Personally I think this would be the equivalent of tuning in to the latest episode on Survivor, deciding watching the first segment, deciding to see what else is on, see that a couple of well known stars are being interviewed, and seeing the interview be pre-empted by what appears to be a news story about the Golden Gate Bridge, Hoover Dam, and the George Washington Bridge's all being hit by simultaneous terrorist strikes. If your first move isn't to check CNN, or HNN to see if they are covering these stories, you might be forgiven for believing that you were seeing real events.
-Rusty
You never know...
Instead today, the public is often manipulated not by what they see/hear through the media, but what they are kept from seeing/hearing.
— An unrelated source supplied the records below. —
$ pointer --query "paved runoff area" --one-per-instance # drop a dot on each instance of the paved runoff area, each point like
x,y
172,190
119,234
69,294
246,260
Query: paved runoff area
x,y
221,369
Through censorship or spin, you are told what you need to be told so that your opinions and beliefs about what is "true" match what the teller has in mind, and you are not told things that will counter those goal beliefs.
ONe has only to compare the major U.S. news outlets with news reporting throughout the world to see examples. Not that news reporting in other countries is any less censored/spun to advance THEIR goals.....
Idealism and dreams lead to greatness.
The problem with dreams and idealism is that the idealists often dream of gulags or gas chambers.
My grandfather, for one, welcomed our new Martian overlords.
A pilot, in those days, was the only unfettered and entirely independent human being that lived in the earth.-Mark Twain
Well, he is if you think about it. I wonder if at the end of the radio script was the line "By the way, listening audience, 'YHBT. HTH. HAND.'"
Why is 65 significant? I don't remember celebrating last year at 64? Is it just because it's a multiple of 5? I mean, can we celebrate insignificant events like this on multiples of 10 at least, if not 25?
65 sounds like one of the years used for sales at a furniture store.
Never underestimate the power of fiber.
The fact that we regard this radio broadcast as fiction shows the how effectively the conquering Martians have infiltrated all organs of the state.
Yes, and you can download an MP3 of them conversing in 1940: http://www.unknown.nu/mercury/ (scroll to bottom)
A fews years ago, a few friends and I decided to mark this occasion in what we thought was a pretty interesting manner. We, being native Jerseyites, took a trip out to the location where the "meteor" (sparking the invasion and spooking the local population) originally impacted - Browns Mills, NJ - and making some of our own "crop circles". We were drunk and not very skilled at this endeavor, but the end result turned out pretty nicely we thought. We kept at it while too and make them farily large and noticable. We did this in the dead of night, and whether or not the farmer in question caught the meaning of what we did, I'm fairly certain we gave him something to scratch his head over and ponder the next morning.
Quod scripsi, scripsi.
You could just order the CD online at Amazon. The CD is great.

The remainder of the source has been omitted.